Позволим себе не согласиться с этим, ибо интересующее нас явление имеет весьма разветвленные корни. Почти всегда оно возникает на почве примитивных культур и всюду в мире характерно для искусства детей. Принцип этот был знаком греческой архаике; он становится нормой и основным художественным приемом в обществах, склонных раболепствовать перед богом и монархом. Исключением из правила оказались ахеменидские персы — они решительно предпочитали профиль. Требование фронтальности может быть предъявлено изобразительному искусству даже внутри развитых (во всех других аспектах) эстетических систем. Таков, например, рельеф времени Северов из города Лептис Магна в Триполитании (203 г. н. э.), в котором скульпторы, видимо находясь под «восточным влиянием», представили царское семейство и окружившую его толпу придворных пристально глядящими прямо перед собой. Но, повторяю, пластика Гандхары была прежде всего индийской и утверждала индийское религиозное мышление. Фронтальность же была усвоена искусством Индии еще во II в. до н. э. На буддийском рельефе того времени из Бхархута тесные ряды храмовых прислужников повернуты лицом к зрителю и являют собой поистине образец фронтальной расстановки фигур.
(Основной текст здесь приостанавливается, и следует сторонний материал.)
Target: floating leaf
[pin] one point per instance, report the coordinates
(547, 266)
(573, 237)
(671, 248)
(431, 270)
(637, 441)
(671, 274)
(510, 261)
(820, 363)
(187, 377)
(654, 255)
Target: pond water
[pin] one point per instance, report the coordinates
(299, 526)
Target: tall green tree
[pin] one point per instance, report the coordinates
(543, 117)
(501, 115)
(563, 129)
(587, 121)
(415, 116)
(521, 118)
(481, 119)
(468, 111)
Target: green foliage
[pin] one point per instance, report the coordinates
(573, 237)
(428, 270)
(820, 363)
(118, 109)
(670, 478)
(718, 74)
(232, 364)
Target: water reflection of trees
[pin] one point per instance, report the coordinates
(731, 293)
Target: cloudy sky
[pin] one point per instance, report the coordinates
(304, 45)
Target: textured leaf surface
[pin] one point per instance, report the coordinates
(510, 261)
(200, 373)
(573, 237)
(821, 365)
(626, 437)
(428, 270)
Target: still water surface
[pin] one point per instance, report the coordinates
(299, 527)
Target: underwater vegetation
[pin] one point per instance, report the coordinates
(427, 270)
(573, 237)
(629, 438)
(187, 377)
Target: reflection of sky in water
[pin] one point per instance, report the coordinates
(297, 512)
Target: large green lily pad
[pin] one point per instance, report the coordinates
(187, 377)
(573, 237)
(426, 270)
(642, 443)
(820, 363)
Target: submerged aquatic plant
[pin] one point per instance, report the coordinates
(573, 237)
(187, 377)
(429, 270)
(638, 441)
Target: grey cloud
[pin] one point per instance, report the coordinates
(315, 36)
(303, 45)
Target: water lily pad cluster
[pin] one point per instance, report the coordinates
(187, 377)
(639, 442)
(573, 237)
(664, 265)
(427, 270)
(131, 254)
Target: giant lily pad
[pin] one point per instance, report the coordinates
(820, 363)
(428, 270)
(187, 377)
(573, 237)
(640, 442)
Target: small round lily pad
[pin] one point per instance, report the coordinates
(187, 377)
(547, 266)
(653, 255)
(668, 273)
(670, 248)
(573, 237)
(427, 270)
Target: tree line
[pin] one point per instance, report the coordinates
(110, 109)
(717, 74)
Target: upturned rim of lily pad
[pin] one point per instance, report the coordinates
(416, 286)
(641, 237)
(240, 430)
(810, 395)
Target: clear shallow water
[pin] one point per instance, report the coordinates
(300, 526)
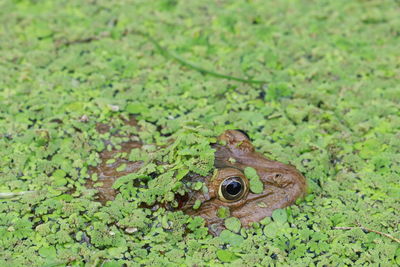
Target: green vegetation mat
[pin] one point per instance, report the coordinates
(330, 105)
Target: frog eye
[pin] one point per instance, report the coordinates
(232, 189)
(244, 133)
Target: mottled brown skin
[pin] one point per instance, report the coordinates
(283, 183)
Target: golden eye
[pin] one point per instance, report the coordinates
(232, 189)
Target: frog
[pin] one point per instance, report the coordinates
(228, 187)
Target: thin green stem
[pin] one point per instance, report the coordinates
(180, 60)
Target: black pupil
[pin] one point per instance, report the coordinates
(233, 188)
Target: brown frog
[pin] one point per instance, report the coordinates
(228, 187)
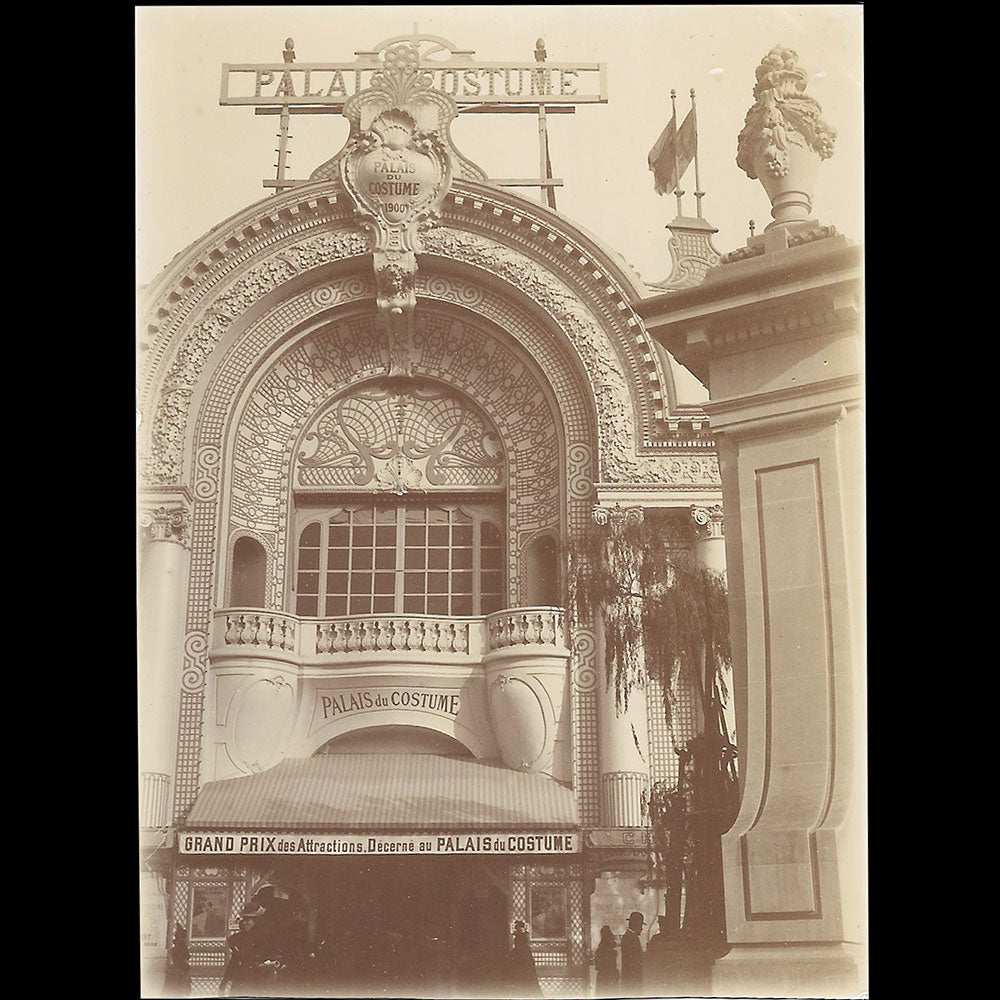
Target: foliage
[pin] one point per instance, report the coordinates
(674, 611)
Отметим, кстати, ярусное построение «перспективы», поскольку оно достаточно часто встречается в Гандхаре, как, впрочем, и в поздней Римской империи[45].

44

Очень странное утверждение. Дура-Европос — город на Евфрате, одно время парфянская крепость на западной границе Парфии. Пальмира же вообще не входила в состав Парфянского царства, хотя и была с ним тесно связана и экономически и культурно, являясь своеобразным «буфером» между Римской империей и государством Парфян.

45

Проблема фронтальности в искусстве — явление более сложное, чем это представляется автору. См.: Г. Л. Кошеленко, О фронтальности в парфянском искусстве, — Историко-археологический сборник в честь А. В. Арциховского, М., 1962 (там же основная литература).